Cryopreservation training course
Last week we held our popular four day cryopreservation course, designed to give animal technologists hands-on experience of embryo and sperm freezing and in vitro fertilization.
Cryopreservation allows long-term storage of embryos and sperm, providing a convenient way to preserve, protect and transport mouse lines for use in research. Here at MRC Harwell we have extensive experience of using cryopreservation techniques. By providing this course we aim to share our expertise with the wider scientific community.

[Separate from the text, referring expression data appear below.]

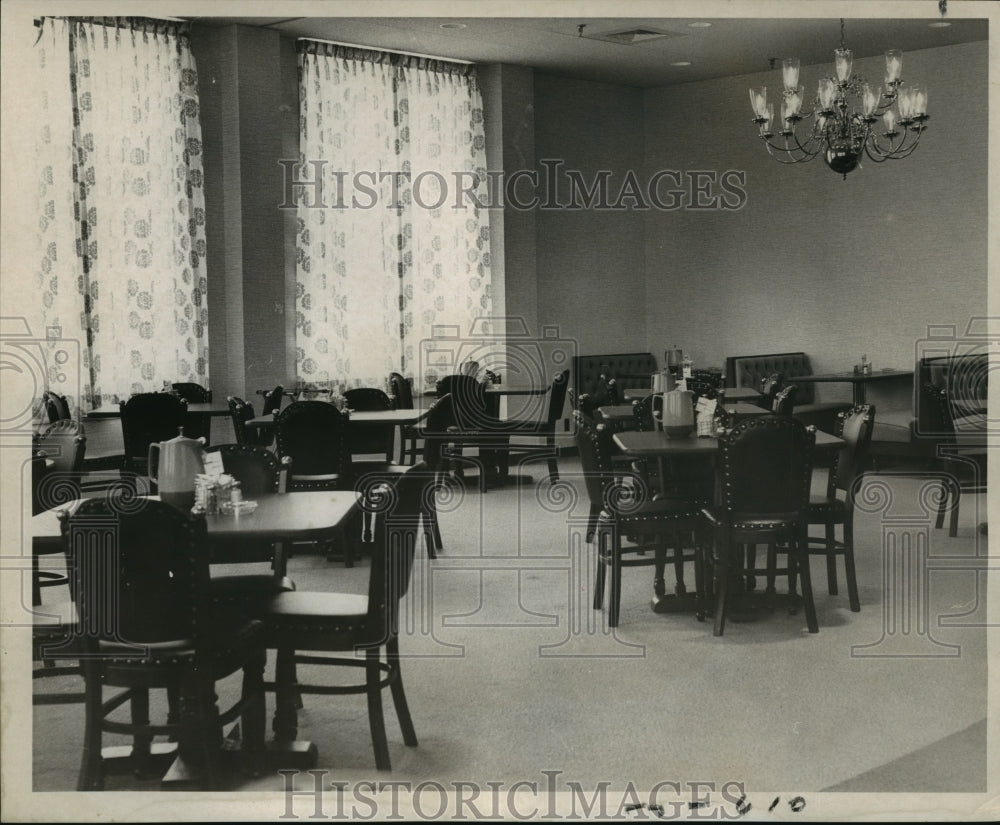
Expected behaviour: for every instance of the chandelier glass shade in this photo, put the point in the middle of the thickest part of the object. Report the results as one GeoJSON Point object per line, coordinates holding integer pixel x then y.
{"type": "Point", "coordinates": [850, 117]}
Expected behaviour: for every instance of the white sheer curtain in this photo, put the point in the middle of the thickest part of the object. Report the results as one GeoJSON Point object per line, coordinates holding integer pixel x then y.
{"type": "Point", "coordinates": [122, 208]}
{"type": "Point", "coordinates": [377, 268]}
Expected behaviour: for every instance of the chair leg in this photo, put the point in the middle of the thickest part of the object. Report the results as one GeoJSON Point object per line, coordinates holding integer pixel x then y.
{"type": "Point", "coordinates": [376, 719]}
{"type": "Point", "coordinates": [398, 694]}
{"type": "Point", "coordinates": [252, 721]}
{"type": "Point", "coordinates": [945, 498]}
{"type": "Point", "coordinates": [285, 724]}
{"type": "Point", "coordinates": [615, 596]}
{"type": "Point", "coordinates": [601, 571]}
{"type": "Point", "coordinates": [91, 769]}
{"type": "Point", "coordinates": [831, 560]}
{"type": "Point", "coordinates": [802, 562]}
{"type": "Point", "coordinates": [722, 591]}
{"type": "Point", "coordinates": [679, 586]}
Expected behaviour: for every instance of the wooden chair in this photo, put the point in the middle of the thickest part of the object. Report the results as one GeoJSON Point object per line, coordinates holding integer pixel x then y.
{"type": "Point", "coordinates": [145, 418]}
{"type": "Point", "coordinates": [196, 426]}
{"type": "Point", "coordinates": [544, 429]}
{"type": "Point", "coordinates": [314, 436]}
{"type": "Point", "coordinates": [241, 412]}
{"type": "Point", "coordinates": [259, 471]}
{"type": "Point", "coordinates": [305, 627]}
{"type": "Point", "coordinates": [626, 507]}
{"type": "Point", "coordinates": [766, 467]}
{"type": "Point", "coordinates": [366, 440]}
{"type": "Point", "coordinates": [409, 438]}
{"type": "Point", "coordinates": [148, 621]}
{"type": "Point", "coordinates": [56, 406]}
{"type": "Point", "coordinates": [960, 457]}
{"type": "Point", "coordinates": [855, 428]}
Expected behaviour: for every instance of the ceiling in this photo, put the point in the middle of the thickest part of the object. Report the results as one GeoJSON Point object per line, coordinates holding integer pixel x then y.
{"type": "Point", "coordinates": [730, 46]}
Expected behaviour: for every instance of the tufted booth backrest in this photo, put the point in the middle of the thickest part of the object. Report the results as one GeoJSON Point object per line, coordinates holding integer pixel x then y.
{"type": "Point", "coordinates": [749, 370]}
{"type": "Point", "coordinates": [629, 369]}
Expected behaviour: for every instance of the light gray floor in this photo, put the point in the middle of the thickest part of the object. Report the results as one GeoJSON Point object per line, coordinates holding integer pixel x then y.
{"type": "Point", "coordinates": [509, 672]}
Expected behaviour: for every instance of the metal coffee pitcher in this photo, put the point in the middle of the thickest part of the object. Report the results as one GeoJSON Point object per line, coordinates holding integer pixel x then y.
{"type": "Point", "coordinates": [179, 460]}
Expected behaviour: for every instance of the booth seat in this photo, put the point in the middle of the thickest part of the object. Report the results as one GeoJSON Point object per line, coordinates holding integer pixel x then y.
{"type": "Point", "coordinates": [750, 370]}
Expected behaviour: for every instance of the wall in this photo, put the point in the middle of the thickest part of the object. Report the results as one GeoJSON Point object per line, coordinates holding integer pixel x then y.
{"type": "Point", "coordinates": [813, 262]}
{"type": "Point", "coordinates": [590, 261]}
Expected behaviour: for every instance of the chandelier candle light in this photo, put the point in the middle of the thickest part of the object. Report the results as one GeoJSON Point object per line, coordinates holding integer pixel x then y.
{"type": "Point", "coordinates": [842, 131]}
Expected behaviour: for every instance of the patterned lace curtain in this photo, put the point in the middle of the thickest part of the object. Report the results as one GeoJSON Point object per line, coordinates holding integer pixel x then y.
{"type": "Point", "coordinates": [379, 261]}
{"type": "Point", "coordinates": [121, 212]}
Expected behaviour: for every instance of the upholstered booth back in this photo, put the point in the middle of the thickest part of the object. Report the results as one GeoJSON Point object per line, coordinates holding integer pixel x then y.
{"type": "Point", "coordinates": [629, 369]}
{"type": "Point", "coordinates": [749, 370]}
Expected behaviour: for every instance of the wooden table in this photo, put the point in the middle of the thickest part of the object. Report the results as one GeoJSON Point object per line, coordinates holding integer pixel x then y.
{"type": "Point", "coordinates": [858, 380]}
{"type": "Point", "coordinates": [300, 516]}
{"type": "Point", "coordinates": [193, 408]}
{"type": "Point", "coordinates": [658, 445]}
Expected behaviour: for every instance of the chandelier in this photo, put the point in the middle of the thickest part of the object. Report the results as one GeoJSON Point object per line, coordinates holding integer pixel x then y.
{"type": "Point", "coordinates": [844, 115]}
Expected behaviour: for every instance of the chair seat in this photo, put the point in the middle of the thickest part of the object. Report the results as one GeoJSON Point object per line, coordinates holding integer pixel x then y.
{"type": "Point", "coordinates": [825, 506]}
{"type": "Point", "coordinates": [249, 584]}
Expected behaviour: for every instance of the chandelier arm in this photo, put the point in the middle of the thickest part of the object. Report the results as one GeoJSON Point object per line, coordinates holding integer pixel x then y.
{"type": "Point", "coordinates": [904, 150]}
{"type": "Point", "coordinates": [773, 150]}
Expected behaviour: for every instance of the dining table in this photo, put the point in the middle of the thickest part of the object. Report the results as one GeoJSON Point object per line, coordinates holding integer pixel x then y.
{"type": "Point", "coordinates": [857, 379]}
{"type": "Point", "coordinates": [657, 445]}
{"type": "Point", "coordinates": [311, 515]}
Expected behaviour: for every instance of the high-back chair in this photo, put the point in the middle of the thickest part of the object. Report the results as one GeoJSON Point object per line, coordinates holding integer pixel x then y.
{"type": "Point", "coordinates": [241, 412]}
{"type": "Point", "coordinates": [784, 400]}
{"type": "Point", "coordinates": [624, 506]}
{"type": "Point", "coordinates": [314, 436]}
{"type": "Point", "coordinates": [409, 439]}
{"type": "Point", "coordinates": [200, 425]}
{"type": "Point", "coordinates": [518, 429]}
{"type": "Point", "coordinates": [148, 417]}
{"type": "Point", "coordinates": [259, 471]}
{"type": "Point", "coordinates": [766, 465]}
{"type": "Point", "coordinates": [367, 439]}
{"type": "Point", "coordinates": [56, 406]}
{"type": "Point", "coordinates": [147, 621]}
{"type": "Point", "coordinates": [837, 505]}
{"type": "Point", "coordinates": [305, 627]}
{"type": "Point", "coordinates": [960, 457]}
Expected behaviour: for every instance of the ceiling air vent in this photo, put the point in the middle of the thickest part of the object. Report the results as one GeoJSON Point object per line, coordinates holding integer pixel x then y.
{"type": "Point", "coordinates": [630, 37]}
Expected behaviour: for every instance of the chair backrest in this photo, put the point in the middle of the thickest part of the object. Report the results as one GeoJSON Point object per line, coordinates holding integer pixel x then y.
{"type": "Point", "coordinates": [240, 411]}
{"type": "Point", "coordinates": [65, 444]}
{"type": "Point", "coordinates": [367, 399]}
{"type": "Point", "coordinates": [193, 393]}
{"type": "Point", "coordinates": [593, 442]}
{"type": "Point", "coordinates": [272, 399]}
{"type": "Point", "coordinates": [257, 468]}
{"type": "Point", "coordinates": [557, 396]}
{"type": "Point", "coordinates": [642, 414]}
{"type": "Point", "coordinates": [769, 388]}
{"type": "Point", "coordinates": [401, 390]}
{"type": "Point", "coordinates": [139, 572]}
{"type": "Point", "coordinates": [784, 400]}
{"type": "Point", "coordinates": [393, 553]}
{"type": "Point", "coordinates": [148, 417]}
{"type": "Point", "coordinates": [56, 406]}
{"type": "Point", "coordinates": [313, 434]}
{"type": "Point", "coordinates": [766, 466]}
{"type": "Point", "coordinates": [855, 427]}
{"type": "Point", "coordinates": [469, 403]}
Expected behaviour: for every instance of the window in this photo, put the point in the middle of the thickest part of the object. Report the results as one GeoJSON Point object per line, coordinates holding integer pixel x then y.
{"type": "Point", "coordinates": [395, 241]}
{"type": "Point", "coordinates": [121, 210]}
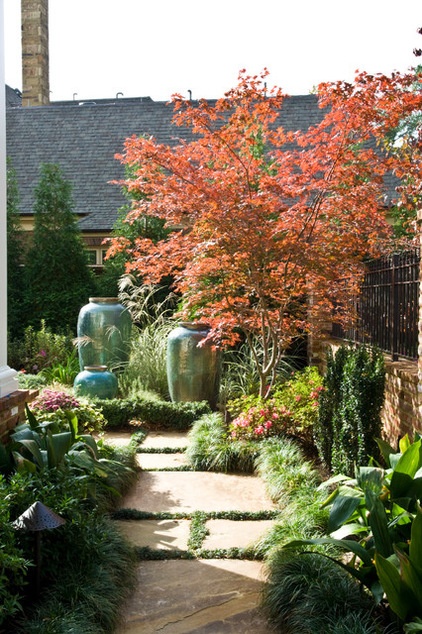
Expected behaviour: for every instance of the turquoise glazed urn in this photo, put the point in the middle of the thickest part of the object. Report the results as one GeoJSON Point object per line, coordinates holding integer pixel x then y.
{"type": "Point", "coordinates": [193, 370]}
{"type": "Point", "coordinates": [96, 381]}
{"type": "Point", "coordinates": [103, 333]}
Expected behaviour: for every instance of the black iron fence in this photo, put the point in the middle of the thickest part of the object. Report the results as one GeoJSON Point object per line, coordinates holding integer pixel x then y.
{"type": "Point", "coordinates": [387, 306]}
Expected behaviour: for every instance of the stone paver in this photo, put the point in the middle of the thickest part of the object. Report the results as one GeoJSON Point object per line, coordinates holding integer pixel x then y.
{"type": "Point", "coordinates": [182, 491]}
{"type": "Point", "coordinates": [160, 460]}
{"type": "Point", "coordinates": [157, 534]}
{"type": "Point", "coordinates": [196, 597]}
{"type": "Point", "coordinates": [178, 596]}
{"type": "Point", "coordinates": [239, 534]}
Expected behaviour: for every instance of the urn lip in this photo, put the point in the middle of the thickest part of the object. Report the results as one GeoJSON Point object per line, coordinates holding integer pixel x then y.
{"type": "Point", "coordinates": [104, 300]}
{"type": "Point", "coordinates": [194, 325]}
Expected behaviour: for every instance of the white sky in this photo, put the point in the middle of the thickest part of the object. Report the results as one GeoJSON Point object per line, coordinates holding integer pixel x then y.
{"type": "Point", "coordinates": [158, 47]}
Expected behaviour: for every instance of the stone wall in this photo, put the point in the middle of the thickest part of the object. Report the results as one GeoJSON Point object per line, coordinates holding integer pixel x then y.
{"type": "Point", "coordinates": [12, 411]}
{"type": "Point", "coordinates": [401, 411]}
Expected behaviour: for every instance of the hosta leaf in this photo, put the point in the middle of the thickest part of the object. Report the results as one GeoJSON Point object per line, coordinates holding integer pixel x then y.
{"type": "Point", "coordinates": [341, 510]}
{"type": "Point", "coordinates": [400, 601]}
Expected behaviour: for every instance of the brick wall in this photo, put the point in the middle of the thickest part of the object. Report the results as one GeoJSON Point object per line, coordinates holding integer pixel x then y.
{"type": "Point", "coordinates": [35, 55]}
{"type": "Point", "coordinates": [12, 410]}
{"type": "Point", "coordinates": [401, 411]}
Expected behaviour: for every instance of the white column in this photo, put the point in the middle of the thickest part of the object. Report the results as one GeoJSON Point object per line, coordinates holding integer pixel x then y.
{"type": "Point", "coordinates": [418, 422]}
{"type": "Point", "coordinates": [8, 381]}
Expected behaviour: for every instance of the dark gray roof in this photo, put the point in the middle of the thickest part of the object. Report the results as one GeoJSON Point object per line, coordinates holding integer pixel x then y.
{"type": "Point", "coordinates": [84, 138]}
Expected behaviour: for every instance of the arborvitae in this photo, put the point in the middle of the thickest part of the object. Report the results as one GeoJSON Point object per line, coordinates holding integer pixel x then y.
{"type": "Point", "coordinates": [58, 278]}
{"type": "Point", "coordinates": [15, 282]}
{"type": "Point", "coordinates": [349, 414]}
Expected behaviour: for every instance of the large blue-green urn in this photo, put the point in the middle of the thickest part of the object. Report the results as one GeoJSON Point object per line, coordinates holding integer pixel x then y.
{"type": "Point", "coordinates": [104, 330]}
{"type": "Point", "coordinates": [193, 370]}
{"type": "Point", "coordinates": [96, 381]}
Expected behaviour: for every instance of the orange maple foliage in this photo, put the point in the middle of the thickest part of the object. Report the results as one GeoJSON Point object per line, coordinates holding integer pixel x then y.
{"type": "Point", "coordinates": [269, 226]}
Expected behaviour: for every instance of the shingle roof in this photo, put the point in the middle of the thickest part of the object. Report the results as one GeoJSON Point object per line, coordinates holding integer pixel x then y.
{"type": "Point", "coordinates": [83, 140]}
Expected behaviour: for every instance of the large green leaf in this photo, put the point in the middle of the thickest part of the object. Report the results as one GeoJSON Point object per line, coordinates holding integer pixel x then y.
{"type": "Point", "coordinates": [23, 465]}
{"type": "Point", "coordinates": [412, 581]}
{"type": "Point", "coordinates": [57, 447]}
{"type": "Point", "coordinates": [34, 449]}
{"type": "Point", "coordinates": [385, 449]}
{"type": "Point", "coordinates": [371, 478]}
{"type": "Point", "coordinates": [378, 522]}
{"type": "Point", "coordinates": [399, 599]}
{"type": "Point", "coordinates": [415, 548]}
{"type": "Point", "coordinates": [32, 421]}
{"type": "Point", "coordinates": [342, 510]}
{"type": "Point", "coordinates": [405, 470]}
{"type": "Point", "coordinates": [91, 442]}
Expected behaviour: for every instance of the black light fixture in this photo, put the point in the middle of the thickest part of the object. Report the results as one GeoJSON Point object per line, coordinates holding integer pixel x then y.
{"type": "Point", "coordinates": [36, 519]}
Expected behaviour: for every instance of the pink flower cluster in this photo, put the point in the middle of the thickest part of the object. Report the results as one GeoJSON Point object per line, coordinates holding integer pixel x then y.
{"type": "Point", "coordinates": [260, 422]}
{"type": "Point", "coordinates": [52, 400]}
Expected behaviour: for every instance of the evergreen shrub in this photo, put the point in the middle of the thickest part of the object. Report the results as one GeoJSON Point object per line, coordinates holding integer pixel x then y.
{"type": "Point", "coordinates": [349, 418]}
{"type": "Point", "coordinates": [152, 412]}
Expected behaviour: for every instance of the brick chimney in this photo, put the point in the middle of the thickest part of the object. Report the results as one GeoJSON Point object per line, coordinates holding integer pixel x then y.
{"type": "Point", "coordinates": [35, 66]}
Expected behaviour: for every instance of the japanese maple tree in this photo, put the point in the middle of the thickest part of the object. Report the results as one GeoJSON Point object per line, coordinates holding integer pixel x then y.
{"type": "Point", "coordinates": [268, 226]}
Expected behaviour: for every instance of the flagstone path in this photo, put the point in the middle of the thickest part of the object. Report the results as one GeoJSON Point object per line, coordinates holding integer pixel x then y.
{"type": "Point", "coordinates": [197, 596]}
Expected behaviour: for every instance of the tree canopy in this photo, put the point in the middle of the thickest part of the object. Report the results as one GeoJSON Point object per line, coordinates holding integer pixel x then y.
{"type": "Point", "coordinates": [269, 226]}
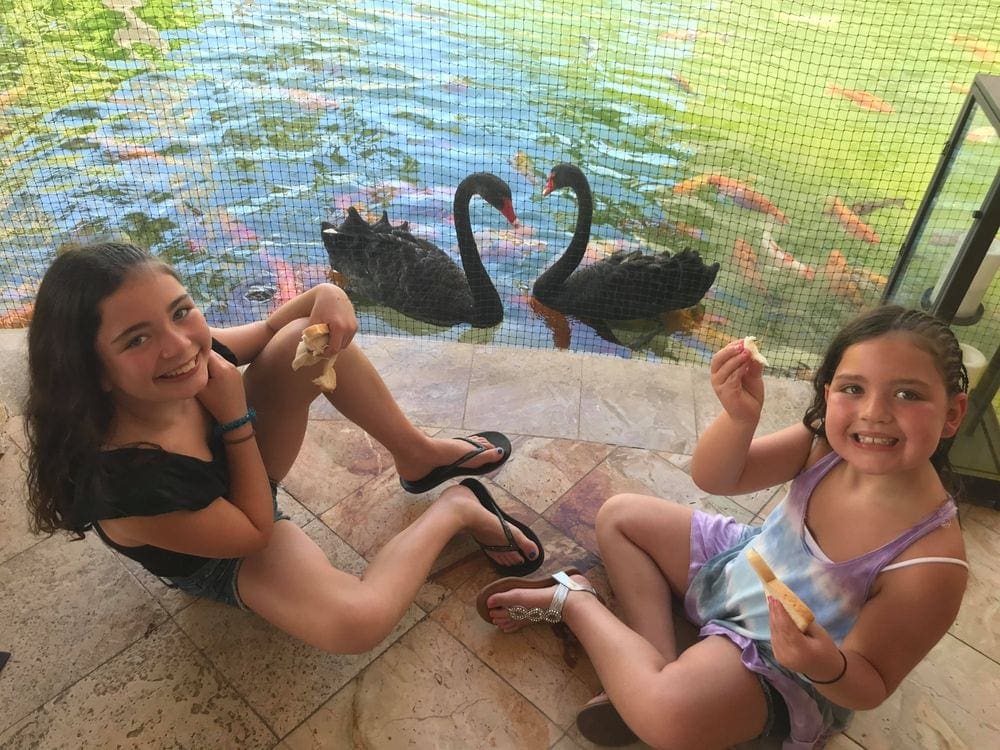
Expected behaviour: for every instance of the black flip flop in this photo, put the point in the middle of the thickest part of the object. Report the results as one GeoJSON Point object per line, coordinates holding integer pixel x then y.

The course runs over a period of three and a half days, this year from Monday 10 to Thursday 13 March, and is worth ten continuing professional development (CPD) points. It is led by MRC Harwell’s Frozen Embryo and Sperm Archive (FESA), part of the European Mutant Mouse Archive (EMMA), a collective effort by centres all across Europe to create a genetic archive for use by the international scientific community.
On Monday, the participants learnt how to freeze sperm in liquid nitrogen using plastic semen straws. While embryos can be stored ready to use, sperm cryopreservation has the advantage that, as long as you have enough oocytes for fertilisation, you can potentially recover over a thousand mice from the sperm of just one male.
Tuesday was all about embryo cryopreservation. The embryos were harvested, loaded into straws and frozen in the morning, and after lunch the group learnt how to thaw them out again. At the end of the day, everyone had the chance to get to know each other a little better at the course dinner.
The final day and a half of the course was set aside to give participants experience of a straightforward and robust in vitro fertilisation (IVF) procedure, with a demonstration of how these embryos can then be transferred into recipient females to establish a new pregnancy. The course concluded with a final review and recap.
In this way, the course allowed participants to gain experience of the entire process, from harvesting the embryos and sperm, to conducting IVF and transferring embryos into the female mouse. After a productive and enjoyable few days, they left fully equipped to put their newly acquired skills to use.